Lo que no entiende es que me gusta jugar sin pensar. Creo en el azar, que a veces beneficia a unos y otras veces a los otros. Justicia redistributiva.

Matilde destroza mis buques y se queda con mi trigo para aleccionarme.

Me guardo la jugada de los aviones para otro próximo turno. Ahora necesito recuperar bienes. Compraré soja que subió de precio para el Banco Central.

Sebas me mira. Quiere que le diga lo que tiene que hacer. Le explicamos las reglas unas veinte veces y sigue con dudas. Lo conozco desde los seis años. Éramos compañeros de curso. Un día, hacíamos una prueba de matemáticas y Sebas me pidió los resultados del último ejercicio. Se los pasé en una goma. Vio que no estaban igual que los suyos cambió todo. A la semana siguiente, los dos tuvimos que repetir el examen porque mis resultados estaban equivocados. 

Matilde está última, sé que en cualquier momento retomará la punta. Ganarle es lo único que me importa. Si saliera un genio de los dados y me diera un deseo le pediría terminar la partida ahora, que estoy primera. Llevar la delantera me incomoda, me da más responsabilidades de las que estoy acostumbrada.

Ganarle a Matilde sería estupendo. Me gustaría verla llorar de tristeza. Ella se cree más inteligente. Una vez, mientras la profesora de Geografía explicaba algo acerca de la lengua del Brasil, se atrevió a corregirla. Le dijo que no se decía brasilero, sino portugués. Habló así, con la autoridad de quien viaja todos los años a las playas de Copacabana.
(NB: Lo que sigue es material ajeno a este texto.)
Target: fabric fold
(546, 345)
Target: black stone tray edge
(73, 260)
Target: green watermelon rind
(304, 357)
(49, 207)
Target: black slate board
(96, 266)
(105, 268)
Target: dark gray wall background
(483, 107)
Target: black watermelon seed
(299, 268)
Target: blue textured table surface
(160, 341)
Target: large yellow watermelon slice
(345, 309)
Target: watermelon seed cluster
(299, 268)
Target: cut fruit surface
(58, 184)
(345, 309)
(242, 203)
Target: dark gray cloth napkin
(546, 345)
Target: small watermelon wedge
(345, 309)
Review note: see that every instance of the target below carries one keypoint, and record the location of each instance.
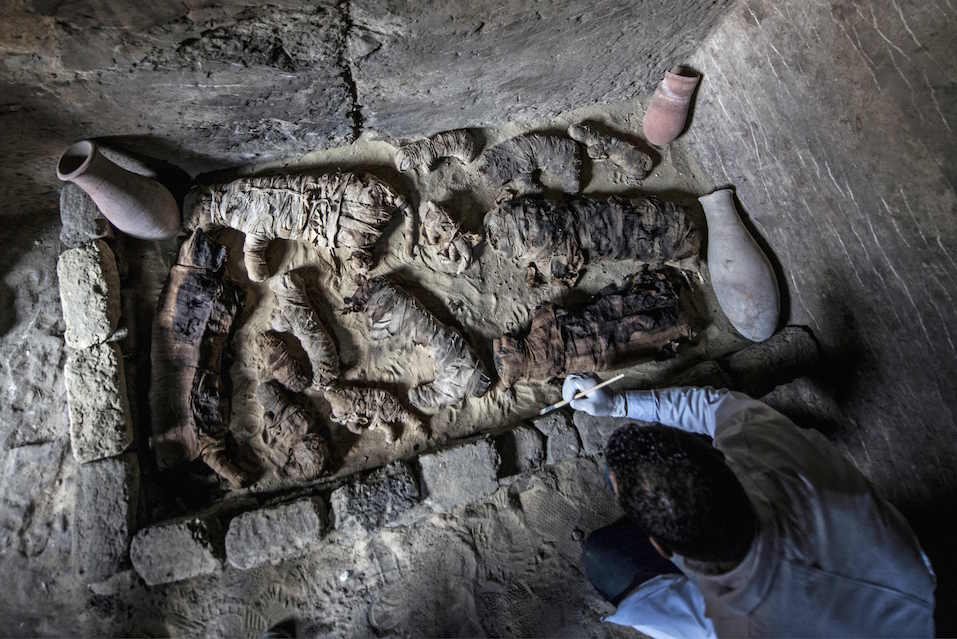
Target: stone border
(463, 473)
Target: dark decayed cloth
(617, 326)
(189, 390)
(561, 236)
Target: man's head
(678, 488)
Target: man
(768, 530)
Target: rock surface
(28, 479)
(520, 449)
(595, 431)
(206, 86)
(89, 293)
(274, 534)
(177, 550)
(561, 438)
(100, 421)
(460, 475)
(512, 60)
(80, 218)
(104, 516)
(377, 499)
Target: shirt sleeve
(666, 607)
(695, 410)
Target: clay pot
(668, 113)
(136, 205)
(741, 274)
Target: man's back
(830, 557)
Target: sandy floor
(509, 566)
(487, 300)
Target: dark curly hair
(677, 487)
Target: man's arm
(695, 410)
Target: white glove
(602, 403)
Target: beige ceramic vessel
(137, 205)
(741, 274)
(668, 113)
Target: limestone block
(274, 534)
(104, 517)
(89, 293)
(561, 438)
(595, 431)
(377, 499)
(521, 449)
(100, 423)
(81, 220)
(28, 487)
(177, 550)
(460, 475)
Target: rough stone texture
(561, 439)
(805, 402)
(100, 422)
(80, 217)
(418, 72)
(206, 85)
(89, 293)
(375, 500)
(275, 534)
(178, 550)
(595, 431)
(836, 123)
(758, 368)
(104, 516)
(520, 449)
(28, 477)
(460, 475)
(32, 350)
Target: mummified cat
(289, 431)
(334, 210)
(189, 391)
(422, 156)
(298, 313)
(645, 316)
(360, 408)
(458, 370)
(561, 236)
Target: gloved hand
(604, 402)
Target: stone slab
(520, 449)
(178, 550)
(26, 488)
(422, 68)
(595, 431)
(561, 438)
(89, 293)
(275, 534)
(100, 422)
(80, 219)
(104, 517)
(377, 499)
(460, 475)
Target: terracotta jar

Me concentro para encontrar una salida. Caí de nuevo en el reino de los Zelotes. Las ideas se me cruzan y busco las reglas. Para salir de la cárcel es necesario pagar una fianza. Emerjo más pobre de lo que entré. Vendí todo mi oro y apenas me quedan veinte quintales de soja.

Tres casilleros más adelante, obtengo dos vacas y algunos lingotes. Estoy primera y con recursos, podría ganar el juego.

Matilde nos mira y dice en voz alta que hay que terminar la partida porque se tiene que ir a su casa. Es el cumpleaños de su abuela. Los dos la miramos de reojo. Sabemos que es una justificación falsa. Se niega a perder. No lo toleraría.

—Quedate tranquila que mi papá te lleva en auto —le digo para que no tenga excusas.

Lo miro a Sebas que por primera vez en las horas que llevamos de juego, toma una decisión solo. Vende el oro para comprar tanques, con los que vence a los chinos y continúa. Acumula cinco quintales de trigo que ahora valen el doble que la soja.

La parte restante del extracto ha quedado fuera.